Pada era sebelum tahun 1960-an, pusat-pusat dakwah pesantren atau pusat pendidikan pesantren di Indonesia lebih dikenal dengan nama pondok. Istilah pondok kemungkinan berasal dari bahasa Arab funduq yang artinya penginapan atau asrama.
Sedangkan kata pesantren menurut Zamakhsyari Dhofier menyebutkan, pesantren berasal dari kata santri, yang dengan awalan pe di depan dan akhiran an berarti tempat tinggal para santri. Menurut John sebagaimana yang dikutip Dhofier mengatakan bahwa istilah santri berasal dari bahasa Tamil, yang berarti guru mengaji,[1] tidak jauh beda dengan John, Berg berpendapat bahwa istilah tersebut berasal dari istilah shantri yang dalam bahasa India berarti orang yang tahu buku-buku suci Agama Hindu, atau seorang sarjana ahli kitab suci Agama Hindu. Kata shantri berasal dari kata shastra yang berarti buku-buku suci, buku-buku agama atau buku-buku tentang ilmu pengetahuan. Dari asal-usul kata santri pula banyak sarjana berpendapat bahwa lembaga pesantren pada dasarnya ialah lembaga pendidikan keagamaan bangsa Indonesia pada masa penganut agama Hindu Buddha yang bernama “mandala” yang di Islamkan oleh para kyai.[2]
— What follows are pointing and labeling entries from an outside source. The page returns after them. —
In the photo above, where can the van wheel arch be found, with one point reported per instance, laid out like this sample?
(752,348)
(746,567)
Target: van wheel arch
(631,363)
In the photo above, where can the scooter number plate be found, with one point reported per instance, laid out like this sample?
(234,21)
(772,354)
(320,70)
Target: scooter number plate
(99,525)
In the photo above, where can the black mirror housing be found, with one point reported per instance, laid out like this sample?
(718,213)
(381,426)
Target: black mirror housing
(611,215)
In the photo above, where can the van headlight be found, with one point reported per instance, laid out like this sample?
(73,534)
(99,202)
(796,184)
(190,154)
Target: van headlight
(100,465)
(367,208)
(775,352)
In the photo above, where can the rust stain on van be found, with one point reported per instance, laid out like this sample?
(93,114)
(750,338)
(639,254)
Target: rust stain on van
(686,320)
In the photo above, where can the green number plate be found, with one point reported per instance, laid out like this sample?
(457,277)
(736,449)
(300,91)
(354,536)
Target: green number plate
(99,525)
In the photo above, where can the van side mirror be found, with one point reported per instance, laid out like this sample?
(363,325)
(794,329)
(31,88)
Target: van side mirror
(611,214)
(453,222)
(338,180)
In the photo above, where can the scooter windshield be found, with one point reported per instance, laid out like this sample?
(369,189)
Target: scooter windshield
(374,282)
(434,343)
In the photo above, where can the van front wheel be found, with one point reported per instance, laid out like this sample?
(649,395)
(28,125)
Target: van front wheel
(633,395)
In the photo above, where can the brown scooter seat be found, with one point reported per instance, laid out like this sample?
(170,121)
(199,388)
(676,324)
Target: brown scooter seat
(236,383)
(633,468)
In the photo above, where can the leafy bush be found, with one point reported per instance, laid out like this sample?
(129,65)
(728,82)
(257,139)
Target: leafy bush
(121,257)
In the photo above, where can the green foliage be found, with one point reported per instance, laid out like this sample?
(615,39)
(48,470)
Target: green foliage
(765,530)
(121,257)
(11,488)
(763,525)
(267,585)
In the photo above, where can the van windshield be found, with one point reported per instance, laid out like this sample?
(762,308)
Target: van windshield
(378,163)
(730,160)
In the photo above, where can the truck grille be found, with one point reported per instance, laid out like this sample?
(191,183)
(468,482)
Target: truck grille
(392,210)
Terlepas dari asal-usul sebagaimana tersebut diatas, yang jelas ciri-ciri pesantren secara keseluruhan adalah sebuah lembaga dakwah atau pendidikan Islam yang Asli Indonesia, yang saat ini merupakan warisan kekayaan bangsa Indonesia yang terus berkembang. Bahkan pada saat memasuki milennium ke tiga ini menjadi salah satu penyangga yang sangat penting bagi kehidupan berbangsa dan bernegara bangsa Indonesia.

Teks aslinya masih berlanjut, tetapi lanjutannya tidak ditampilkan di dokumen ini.